|Dahi Vada Recipe|
For best results, the vadas are soaked for at least a couple of hours before serving. To add more flavor, they may be topped with coriander or mint leaves, chili powder, crushed black pepper, chaat masala, cumin, shredded coconut, green chilis, or boondi. Sweeter curd is preferred in some places in India, especially in Maharashtra and Gujarat, although the garnishing remains the same. A combination of coriander and tamarind chutneys are often used as garnishments in addition to those mentioned above.
Vadas can be made and stored in refrigerator for 2-3 days and served as and when required. I have also tried its quick variant- instant vada recipe.
Urad dal-2 cup
Baking powder-1 table spoon
Chaat masala- 1 tea spoon
Dry Roasted Cumin powder-1tea spoon
- Soak dal in water for around 4-5 hours. Drain water and grind dal to make thick batter.
- Keep the batter at warm place for fermentation for about 2-3hours.
- When you want to make vadas, add salt and baking powder to the batter.
- Heat oil in a deep frying pan.

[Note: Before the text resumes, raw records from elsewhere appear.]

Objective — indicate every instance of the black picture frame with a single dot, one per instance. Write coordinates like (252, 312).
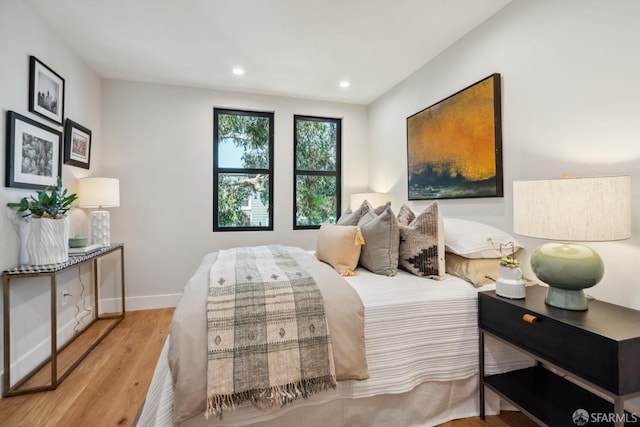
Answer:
(46, 91)
(77, 145)
(454, 147)
(32, 153)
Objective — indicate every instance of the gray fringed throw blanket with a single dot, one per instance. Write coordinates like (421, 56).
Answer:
(267, 337)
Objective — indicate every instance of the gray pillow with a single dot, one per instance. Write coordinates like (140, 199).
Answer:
(379, 254)
(352, 218)
(421, 250)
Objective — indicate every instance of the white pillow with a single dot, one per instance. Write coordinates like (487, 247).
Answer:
(472, 239)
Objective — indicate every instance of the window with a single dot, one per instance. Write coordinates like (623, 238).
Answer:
(242, 170)
(317, 165)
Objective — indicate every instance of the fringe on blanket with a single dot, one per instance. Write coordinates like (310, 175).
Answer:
(265, 399)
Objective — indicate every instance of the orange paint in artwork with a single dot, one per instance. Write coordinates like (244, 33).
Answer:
(457, 134)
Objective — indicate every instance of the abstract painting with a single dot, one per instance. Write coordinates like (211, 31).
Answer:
(454, 147)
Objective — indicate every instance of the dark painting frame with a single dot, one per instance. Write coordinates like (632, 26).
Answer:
(32, 153)
(454, 147)
(77, 145)
(46, 91)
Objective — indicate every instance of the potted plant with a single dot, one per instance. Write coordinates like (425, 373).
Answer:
(509, 283)
(49, 234)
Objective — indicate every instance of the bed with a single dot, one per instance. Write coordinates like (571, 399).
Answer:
(421, 343)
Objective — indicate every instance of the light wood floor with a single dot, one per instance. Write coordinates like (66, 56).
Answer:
(109, 386)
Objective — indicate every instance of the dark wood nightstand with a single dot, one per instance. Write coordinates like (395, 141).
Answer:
(599, 347)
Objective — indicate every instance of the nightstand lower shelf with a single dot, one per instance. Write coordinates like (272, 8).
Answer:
(550, 397)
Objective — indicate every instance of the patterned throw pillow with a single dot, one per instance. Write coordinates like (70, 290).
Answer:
(380, 231)
(421, 250)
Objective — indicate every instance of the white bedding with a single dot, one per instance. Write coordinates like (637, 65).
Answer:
(421, 336)
(419, 329)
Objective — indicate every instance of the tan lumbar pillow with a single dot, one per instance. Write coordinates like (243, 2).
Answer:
(340, 246)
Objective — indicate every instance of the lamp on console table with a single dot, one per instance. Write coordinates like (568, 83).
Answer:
(99, 193)
(571, 209)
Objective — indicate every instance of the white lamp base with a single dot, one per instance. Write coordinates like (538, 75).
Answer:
(100, 228)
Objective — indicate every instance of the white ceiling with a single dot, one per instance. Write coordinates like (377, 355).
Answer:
(299, 48)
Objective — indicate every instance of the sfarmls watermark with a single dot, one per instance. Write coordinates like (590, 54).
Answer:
(581, 417)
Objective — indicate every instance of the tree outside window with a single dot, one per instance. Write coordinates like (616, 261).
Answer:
(242, 170)
(317, 175)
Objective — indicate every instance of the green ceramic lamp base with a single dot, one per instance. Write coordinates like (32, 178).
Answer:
(566, 299)
(568, 269)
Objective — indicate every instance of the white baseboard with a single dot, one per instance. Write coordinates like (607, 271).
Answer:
(149, 302)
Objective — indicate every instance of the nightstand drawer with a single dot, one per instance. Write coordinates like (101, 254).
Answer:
(590, 356)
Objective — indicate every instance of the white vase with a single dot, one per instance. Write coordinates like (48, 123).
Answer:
(510, 283)
(48, 241)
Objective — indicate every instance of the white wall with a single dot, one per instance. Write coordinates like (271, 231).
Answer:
(570, 94)
(23, 34)
(159, 143)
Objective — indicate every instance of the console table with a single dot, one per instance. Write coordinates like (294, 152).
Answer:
(108, 321)
(599, 348)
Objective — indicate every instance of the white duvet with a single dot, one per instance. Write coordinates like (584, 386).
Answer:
(419, 330)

Meanwhile take a bowl of water and wet your hands.
- Take a spoon full of batter and spread over your one palm to about 3 inch diameter.
- Again wet your other hand and leave the vada in oil for frying. Flame should be medium.
- Fry from both the sides till light golden. Similarly fry all the vadas.
- Dilute curd by adding milk and water. Beat the curd to make even consistency.
- Soak vadas in luke warm water for 1-2 minutes.
- Take a vada from water and squeeze with palm. Put the vadas in curd.
- Sprinkle salt, jeera powder and chaat masala. Dahi Vada is ready to serve.